在一些家長眼里,技校只是用來幫助管教孩子、防止他們搗亂、墮落的地方。他們從踏進校門的那一刻起,就注定了“畢業即進廠”的命運。
這些“消失”的家長,很大程度上造成了他們在精神上的貧瘠。
面對這些在成長中迷路、缺愛,急需被理解和引導的年輕人,袁潔明白只有真誠且具體的溝通,才能幫助他們修復“裝睡”的現實原因,找回生活的底氣。而她的角色,也從傳統意義上的教育者,升級成學生的“家長”、引路人。
對她來說,這是“人與人之間的碰撞。”
03
“懶洋洋、粗糙、麻木和事不關己不應該成為他們年輕生命的底色。”
2024年下半年,袁潔帶班的學生陸續邁入十八歲成年人的門檻。她打算開一堂名為“十八歲意味著什么”的主題班會,想找一個相關主題的視頻播放。

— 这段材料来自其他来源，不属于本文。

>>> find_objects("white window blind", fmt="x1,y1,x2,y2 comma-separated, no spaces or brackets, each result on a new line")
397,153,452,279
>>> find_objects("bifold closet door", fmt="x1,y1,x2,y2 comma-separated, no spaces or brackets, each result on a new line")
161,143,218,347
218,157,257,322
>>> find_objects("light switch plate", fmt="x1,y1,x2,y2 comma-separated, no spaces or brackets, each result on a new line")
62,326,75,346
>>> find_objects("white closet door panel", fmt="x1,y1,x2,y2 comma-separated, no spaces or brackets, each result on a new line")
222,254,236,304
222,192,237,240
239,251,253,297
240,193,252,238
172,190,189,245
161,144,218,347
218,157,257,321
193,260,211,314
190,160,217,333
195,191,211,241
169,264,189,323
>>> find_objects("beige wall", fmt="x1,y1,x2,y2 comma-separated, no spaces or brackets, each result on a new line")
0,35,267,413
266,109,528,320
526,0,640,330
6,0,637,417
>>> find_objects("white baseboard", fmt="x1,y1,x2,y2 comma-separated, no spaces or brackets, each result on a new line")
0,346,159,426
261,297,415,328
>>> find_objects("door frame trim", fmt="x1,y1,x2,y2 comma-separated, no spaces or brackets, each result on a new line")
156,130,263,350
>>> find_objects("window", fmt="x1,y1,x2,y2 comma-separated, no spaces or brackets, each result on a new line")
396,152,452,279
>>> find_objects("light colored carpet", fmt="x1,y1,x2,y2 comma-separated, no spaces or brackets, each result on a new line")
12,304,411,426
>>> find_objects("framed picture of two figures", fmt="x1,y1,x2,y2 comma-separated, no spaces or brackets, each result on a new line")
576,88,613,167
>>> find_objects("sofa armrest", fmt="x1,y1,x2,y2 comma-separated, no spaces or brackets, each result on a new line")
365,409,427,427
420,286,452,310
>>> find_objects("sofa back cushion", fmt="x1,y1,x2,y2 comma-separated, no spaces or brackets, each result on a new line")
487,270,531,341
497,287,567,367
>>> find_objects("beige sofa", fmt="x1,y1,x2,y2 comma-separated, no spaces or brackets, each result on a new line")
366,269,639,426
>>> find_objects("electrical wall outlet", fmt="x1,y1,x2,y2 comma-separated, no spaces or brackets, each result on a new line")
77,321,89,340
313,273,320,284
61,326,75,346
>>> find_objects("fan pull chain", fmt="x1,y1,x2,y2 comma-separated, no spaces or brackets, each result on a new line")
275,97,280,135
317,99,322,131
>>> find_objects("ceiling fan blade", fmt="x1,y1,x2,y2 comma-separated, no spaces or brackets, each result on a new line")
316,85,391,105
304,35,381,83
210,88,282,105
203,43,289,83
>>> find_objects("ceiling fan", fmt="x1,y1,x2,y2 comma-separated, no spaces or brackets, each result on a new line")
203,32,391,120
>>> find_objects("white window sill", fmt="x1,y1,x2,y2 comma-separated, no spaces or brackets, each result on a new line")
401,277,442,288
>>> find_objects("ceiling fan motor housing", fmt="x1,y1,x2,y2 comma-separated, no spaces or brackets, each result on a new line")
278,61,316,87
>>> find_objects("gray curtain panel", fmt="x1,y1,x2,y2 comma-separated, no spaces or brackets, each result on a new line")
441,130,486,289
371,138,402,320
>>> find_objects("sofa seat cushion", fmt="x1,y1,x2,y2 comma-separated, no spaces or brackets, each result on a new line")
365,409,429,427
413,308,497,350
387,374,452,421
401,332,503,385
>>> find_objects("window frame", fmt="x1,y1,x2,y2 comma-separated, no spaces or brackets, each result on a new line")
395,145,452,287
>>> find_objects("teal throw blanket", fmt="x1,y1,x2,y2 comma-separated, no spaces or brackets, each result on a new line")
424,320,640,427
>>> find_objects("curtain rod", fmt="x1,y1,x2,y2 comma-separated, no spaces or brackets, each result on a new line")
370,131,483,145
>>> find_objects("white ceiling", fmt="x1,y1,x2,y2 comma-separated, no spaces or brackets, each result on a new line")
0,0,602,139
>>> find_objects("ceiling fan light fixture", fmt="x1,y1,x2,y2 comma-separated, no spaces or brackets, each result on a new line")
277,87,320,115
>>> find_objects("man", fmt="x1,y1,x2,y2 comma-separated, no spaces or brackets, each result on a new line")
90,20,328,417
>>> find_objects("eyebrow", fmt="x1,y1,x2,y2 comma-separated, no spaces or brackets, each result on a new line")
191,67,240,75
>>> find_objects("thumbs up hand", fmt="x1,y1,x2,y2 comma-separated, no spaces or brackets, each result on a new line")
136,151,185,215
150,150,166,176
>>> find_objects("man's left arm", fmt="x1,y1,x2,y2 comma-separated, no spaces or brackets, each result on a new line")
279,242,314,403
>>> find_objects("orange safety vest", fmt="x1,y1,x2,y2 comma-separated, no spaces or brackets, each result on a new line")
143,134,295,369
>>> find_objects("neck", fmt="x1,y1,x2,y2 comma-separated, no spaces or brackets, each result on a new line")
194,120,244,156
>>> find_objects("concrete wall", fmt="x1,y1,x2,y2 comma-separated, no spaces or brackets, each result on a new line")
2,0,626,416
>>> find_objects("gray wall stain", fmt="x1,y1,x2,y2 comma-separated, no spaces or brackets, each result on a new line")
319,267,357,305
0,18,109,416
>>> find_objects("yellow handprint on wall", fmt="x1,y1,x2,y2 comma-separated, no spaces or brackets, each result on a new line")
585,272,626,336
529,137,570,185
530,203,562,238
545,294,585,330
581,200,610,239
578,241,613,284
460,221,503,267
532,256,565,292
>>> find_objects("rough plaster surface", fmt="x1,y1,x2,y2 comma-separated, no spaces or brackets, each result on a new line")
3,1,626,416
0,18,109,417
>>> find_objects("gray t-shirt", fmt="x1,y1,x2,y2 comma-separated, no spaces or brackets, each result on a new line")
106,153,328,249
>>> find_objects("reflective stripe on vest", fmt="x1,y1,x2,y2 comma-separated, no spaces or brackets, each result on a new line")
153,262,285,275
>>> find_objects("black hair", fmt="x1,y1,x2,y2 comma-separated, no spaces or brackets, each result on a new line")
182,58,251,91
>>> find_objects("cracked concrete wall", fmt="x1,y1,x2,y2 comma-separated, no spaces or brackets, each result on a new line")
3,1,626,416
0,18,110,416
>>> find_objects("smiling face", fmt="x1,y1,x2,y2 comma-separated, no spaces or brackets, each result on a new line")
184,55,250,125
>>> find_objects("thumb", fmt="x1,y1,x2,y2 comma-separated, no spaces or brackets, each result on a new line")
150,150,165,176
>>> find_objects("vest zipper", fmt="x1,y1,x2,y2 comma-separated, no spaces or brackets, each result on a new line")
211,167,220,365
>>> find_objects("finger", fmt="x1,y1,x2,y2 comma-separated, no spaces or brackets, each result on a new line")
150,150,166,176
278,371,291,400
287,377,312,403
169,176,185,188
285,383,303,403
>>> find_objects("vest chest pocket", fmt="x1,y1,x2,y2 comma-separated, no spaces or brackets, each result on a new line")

但她翻看各大網站上和“十八歲”相關的視頻資料,幾乎都避不開“高三”“高考”“誓師”“大學”之類的關鍵詞,最后她只勉強找了一個“高考味兒”相對沒那么明顯的視頻。
她擔心過關于高考的畫面和話語會刺激班上這些無緣高考的學生,但其實他們的臉上毫無波瀾。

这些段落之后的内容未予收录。